Más allá de estas peculiaridades, que sitúan a Chesterton en una solitaria posición en el pensamiento del XX, y que por sí mismas justifican el lugar distinguido y anómalo que ocupa en las letras europeas, el mérito más inmediato del escritor inglés es, obviamente, su enérgica y cordial literatura. Chesterton, como Borges, como Marcel Schowb, incitan de inmediato a la emulación, tanto como repelen cualquier forma de pupilaje. De igual modo, su tono digresivo, la frase paradójica, una inteligencia rauda, la fácil erudición, el humor sutilísimo y una imaginación fecunda, crean en el lector un poderoso efecto euforizante. En Chesterton, como en muy pocos escritores del XX, se da la coincidencia de un corazón alegre y una escritura viva, epigramática, siempre ligera y caudalosa, cuyo secreto quizá resida en esa digna humildad, y en la naturaleza festiva, carcajeante, musical y honesta, que Chesterton le supuso al hombre, incluso al hombre trémulo y angustiado, el hombre existencialista, que protagonizó sus días. La abrupta caballerosidad que Chesterton le atribuye al doctor Johnson es aplicable a cuantas disputas intelectuales libró él mismo, y cuyo ejemplo más notable tal vez sean las respetuosas, las fulminantes invectivas, llenas de franca admiración, que dirigió contra H. G. Wells y Bernard Shaw.

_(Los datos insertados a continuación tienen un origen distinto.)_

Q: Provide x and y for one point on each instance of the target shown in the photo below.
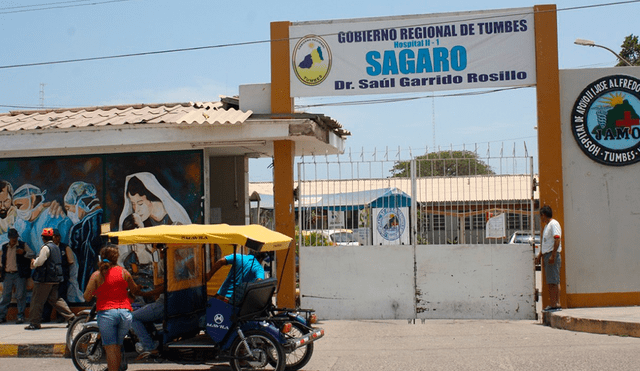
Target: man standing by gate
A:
(46, 278)
(550, 248)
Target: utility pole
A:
(42, 94)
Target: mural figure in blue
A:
(84, 210)
(7, 210)
(34, 214)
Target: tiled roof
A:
(167, 113)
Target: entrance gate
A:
(430, 236)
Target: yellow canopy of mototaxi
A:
(255, 237)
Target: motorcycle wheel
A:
(266, 353)
(75, 327)
(298, 358)
(87, 351)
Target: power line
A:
(251, 42)
(46, 4)
(58, 5)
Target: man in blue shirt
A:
(244, 269)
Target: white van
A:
(341, 237)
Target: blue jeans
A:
(151, 312)
(114, 325)
(12, 280)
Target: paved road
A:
(437, 345)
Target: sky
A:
(53, 30)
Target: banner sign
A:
(432, 52)
(497, 226)
(605, 120)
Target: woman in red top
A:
(111, 285)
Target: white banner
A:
(497, 226)
(447, 51)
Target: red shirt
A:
(113, 293)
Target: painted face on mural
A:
(74, 212)
(24, 206)
(141, 206)
(144, 209)
(5, 203)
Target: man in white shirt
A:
(550, 248)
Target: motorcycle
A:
(254, 334)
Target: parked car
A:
(341, 237)
(519, 237)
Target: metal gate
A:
(382, 236)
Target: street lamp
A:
(591, 43)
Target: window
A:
(438, 222)
(474, 222)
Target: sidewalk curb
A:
(32, 350)
(594, 326)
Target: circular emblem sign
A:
(311, 60)
(218, 318)
(605, 121)
(390, 223)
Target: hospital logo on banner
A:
(311, 59)
(605, 120)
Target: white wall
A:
(450, 281)
(601, 206)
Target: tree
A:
(630, 51)
(443, 163)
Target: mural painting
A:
(77, 195)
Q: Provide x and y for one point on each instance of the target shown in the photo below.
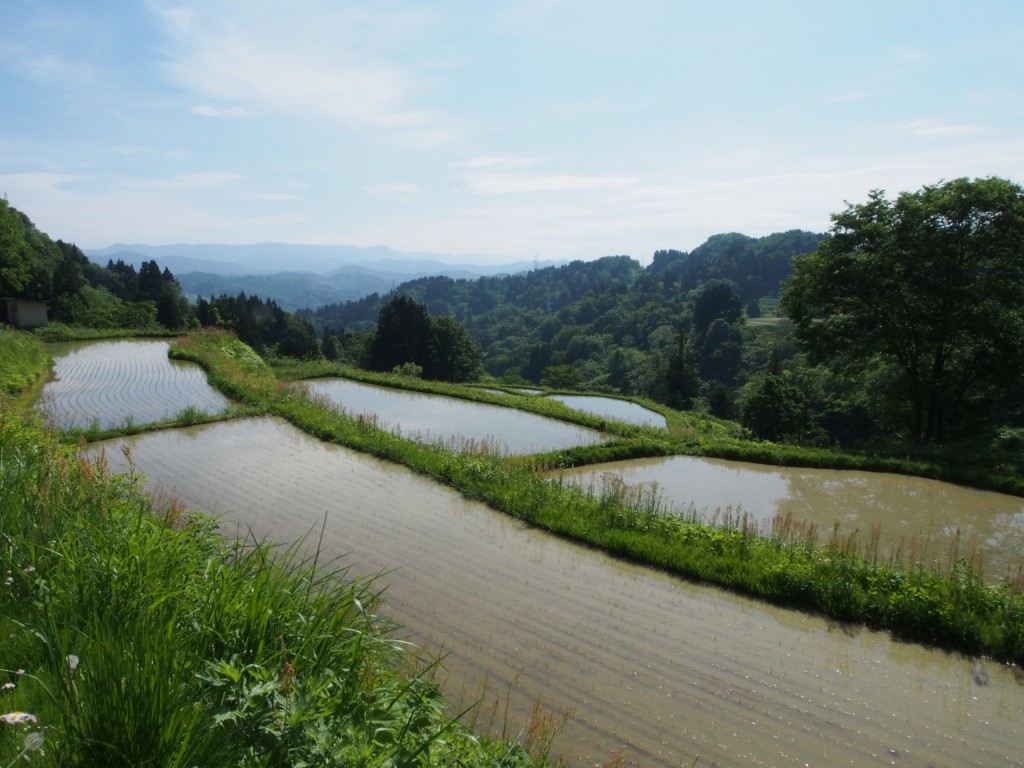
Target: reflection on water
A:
(910, 514)
(664, 672)
(110, 382)
(431, 418)
(612, 408)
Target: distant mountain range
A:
(299, 276)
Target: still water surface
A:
(111, 382)
(430, 418)
(915, 516)
(659, 670)
(612, 408)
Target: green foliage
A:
(953, 609)
(439, 347)
(262, 325)
(929, 287)
(774, 409)
(132, 634)
(23, 360)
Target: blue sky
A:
(534, 129)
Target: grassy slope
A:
(131, 634)
(953, 609)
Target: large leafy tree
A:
(454, 354)
(402, 335)
(928, 289)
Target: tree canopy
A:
(925, 294)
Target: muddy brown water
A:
(914, 518)
(658, 670)
(110, 382)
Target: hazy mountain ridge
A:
(263, 258)
(299, 276)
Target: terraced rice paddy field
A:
(664, 672)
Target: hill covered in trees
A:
(674, 331)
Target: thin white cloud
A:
(852, 96)
(932, 129)
(494, 161)
(315, 61)
(206, 111)
(497, 183)
(201, 180)
(398, 192)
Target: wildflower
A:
(34, 740)
(16, 718)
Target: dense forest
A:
(903, 324)
(119, 297)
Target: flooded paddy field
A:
(430, 418)
(612, 408)
(918, 517)
(111, 382)
(664, 671)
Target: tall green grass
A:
(131, 634)
(950, 607)
(23, 360)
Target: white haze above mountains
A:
(297, 276)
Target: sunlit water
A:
(913, 518)
(112, 382)
(664, 672)
(612, 408)
(431, 418)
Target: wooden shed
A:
(24, 312)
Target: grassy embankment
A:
(951, 608)
(132, 634)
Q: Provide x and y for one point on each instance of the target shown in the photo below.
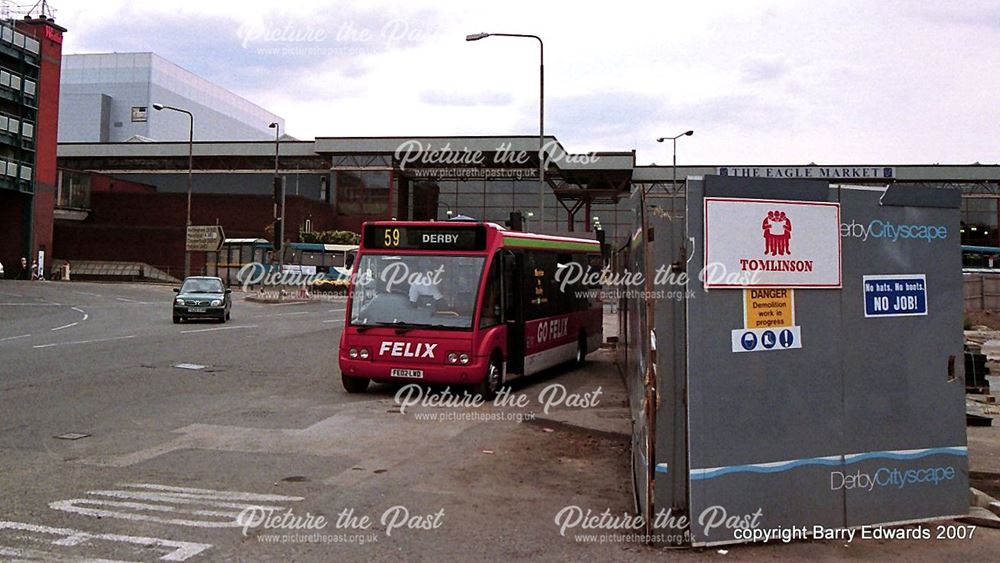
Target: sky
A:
(760, 82)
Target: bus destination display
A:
(425, 238)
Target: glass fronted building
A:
(108, 97)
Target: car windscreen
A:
(423, 291)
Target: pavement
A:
(110, 451)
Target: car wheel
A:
(491, 384)
(354, 384)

En última instancia, Chesterton deplora el seco dirigismo de Jean Cauvin y la improvisada teología de Adam Smith. Su obra, en el siglo más fúnebre que nos ha sido dado conocer, es una original requisitoria de cuanto hay en el mundo de inexcrutable y misterioso. Vale decir, de cuanto en el hombre hay de sagrado y trascendente. No es necesario ni oportuno averiguar aquí si Chesterton tuvo algo de razón en esta desigual batalla. Sí parece importante, en todo caso, que este escritor creyera en el albedrío humano, en la soberanía del hombre común, en una hora que la negó resueltamente. Las páginas dedicadas a don Juan de Austria y María de Escocia, páginas imaginativas de Historia-ficción donde uno echa en falta la sombra impar de Cervantes, son de una melancolía dorada, de un pálido esplendor, limpio y sereno.